Down-regulation of sfrp1 in a mammary epithelial cell line promotes the development of a cd44^high/cd24^lowpopulation which is invasive and resistant to anoikis

Kelly J Gauger¹^,2 , Jeremy M Hugh² , Melissa A Troester³ and Sallie Smith Schneider¹^,4

¹Pioneer Valley Life Sciences Institute, Baystate Medical Center, Springfield, MA 01199, USA

²Biology Department, University of Massachusetts, Amherst, MA 01003, USA

³Department of Epidemiology and Lineberger Comprehensive Cancer Center, University of North Carolina at Chapel Hill, Chapel Hill, NC 27599, USA

⁴Veterinary and Animal Sciences, University of Massachusetts, Amherst, MA 01003, USA

author email corresponding author email

Cancer Cell International 2009, 9:11doi:10.1186/1475-2867-9-11


Published:	7 May 2009

Abstract

Background

The Wnt family of secreted proteins is implicated in the regulation of cell fate during development, as well as in cell proliferation, morphology, and migration. Aberrant activation of the Wnt/β-catenin signaling pathway leads to the development of several human cancers, including breast cancer. Secreted frizzled-related protein 1 (SFRP1) antagonizes this pathway by competing with the Frizzled receptor for Wnt ligands resulting in an attenuation of the signal transduction cascade. Loss of SFRP1 expression is observed in breast cancer, along with several other cancers, and is associated with poor patient prognosis. However, it is not clear whether the loss of SFRP1 expression predisposes the mammary gland to tumorigenesis.

Results

When SFRP1 is knocked down in a non-malignant immortalized mammary epithelial cell line (76 N TERT), nuclear levels of β-catenin rise and the Wnt pathway is stimulated.

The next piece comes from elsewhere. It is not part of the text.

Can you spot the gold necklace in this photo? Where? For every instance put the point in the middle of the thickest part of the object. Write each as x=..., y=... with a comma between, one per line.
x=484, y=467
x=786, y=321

The SFRP1 knockdown cells exhibit increased expression of the pro-proliferative Cyclin D1 gene and increased cellular proliferation, undergo a partial epithelial-mesenchymal transition (EMT), are resistant to anchorage-independent cell death, exhibit increased migration, are significantly more invasive, and exhibit a CD24^low/CD44^highcell surface marker expression pattern.

Conclusion

Our study suggests that loss of SFRP1 allows non-malignant cells to acquire characteristics associated with breast cancer cells.